Thanks for a very articulate and enlightening contribution. You covered all the bases. As you noted, this unfortunate incident is a consequence of our desperation for heroes in a society with few authentic role models. A second reason is "colonial mentality", an uncritical admiration for anything that comes from the West...
Paul C. Nwabuike

You have this habit of doing it again. I read with gripping fascination your most articulate and very informative article. What a mind boggler! I couldn't help but share it with friends.
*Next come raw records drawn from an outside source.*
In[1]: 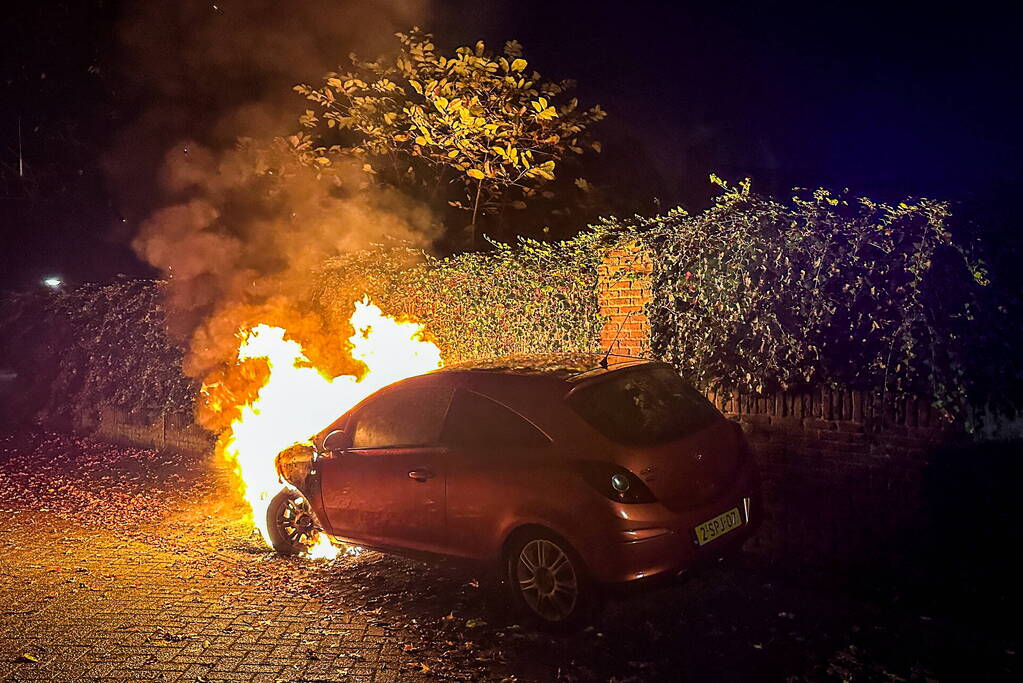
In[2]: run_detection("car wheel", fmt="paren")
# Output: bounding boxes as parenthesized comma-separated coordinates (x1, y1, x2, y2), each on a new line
(266, 488, 323, 556)
(505, 530, 598, 629)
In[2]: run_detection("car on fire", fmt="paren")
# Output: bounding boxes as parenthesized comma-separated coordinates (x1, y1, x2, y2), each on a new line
(270, 353, 760, 627)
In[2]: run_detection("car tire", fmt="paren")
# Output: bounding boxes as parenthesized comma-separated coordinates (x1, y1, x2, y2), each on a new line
(504, 529, 600, 630)
(265, 488, 323, 556)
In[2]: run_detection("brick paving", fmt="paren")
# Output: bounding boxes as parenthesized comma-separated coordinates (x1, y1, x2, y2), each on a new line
(0, 509, 430, 682)
(1, 431, 1019, 682)
(0, 433, 479, 682)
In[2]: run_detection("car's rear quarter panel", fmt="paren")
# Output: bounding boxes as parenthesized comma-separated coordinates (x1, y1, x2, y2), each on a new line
(444, 444, 608, 560)
(443, 373, 613, 561)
If the assertions therein bear any smidgen of truth, then we must fear for the prospects of things unknown and their ability to do untold damage in the hallowed turf of academia. If an intellectual of any standing, no matter how base his stature, could successfully take under-passes and bypasses to success just for a place amongst the pantheon of distinguished minds, I wonder how many have passed through the sieve unnoticed. It would be farcical if it weren't so serious. I could bet the man is very mindful of his own mediocrity, and thought this was a chance to take the short cut. Well-written and thanks for sharing.
Samira Edi

Here in Nigeria, for publishing in a local journal, we first pay a processing fee of 1 to 2 thousand naira. Then, after acceptance, we pay a publishing fee of 5 to 7 naira. I must confess that I never thought the payments to be problematic. What is more, we were made to believe that the higher the fee, the more prestigious the journal! Thus, when my supervisor hinted I could publish for free, I thought that was a statement on the quality of my work! No wonder, during the online course on Research Methodology I recently took, my facilitators (from The University of Pretoria) never mentioned fees either in the course notes or discussions on "publication practice'! Thankfully, it's not too late for a beginner! But some Western-based journals do charge processing fees. My supervisor once suggested a journal to me that charges an equivalent of N80k. I ran away! BTW, is an international journal one in which researchers from different countries publish or what whose editors and reviewers hail from different countries?
Abdulrahman Muhammad

I can't imagine someone laying claim to solving a 2-century-old puzzle falling victim to a 2-year-old scam! We have all these sorts of characters laying claim to one ingenuity or another, while in the real sense they remain less than ordinary scholars. Thanks for waking the guy up. Again, thanks for that piece on Ndi Okereke.
Maiwada Dammalam

I am not comfortable with part of your claims that "In the proper protocols of academic journal publishing in Europe and North America and, I guess, elsewhere, academics don’t pay a dime to have their articles published" because I am a student in a well-known university in Malaysia and most of my publications through conferences and journals were published after paying a token. Yes I agree that most reviewers are not paid for their job, both most recognized journals such as Elsevier, Springer, IEEE and so on are commercialized academic journals.

So if you could clarify some of these it will be better for some of us to agree with your claims. Thank you.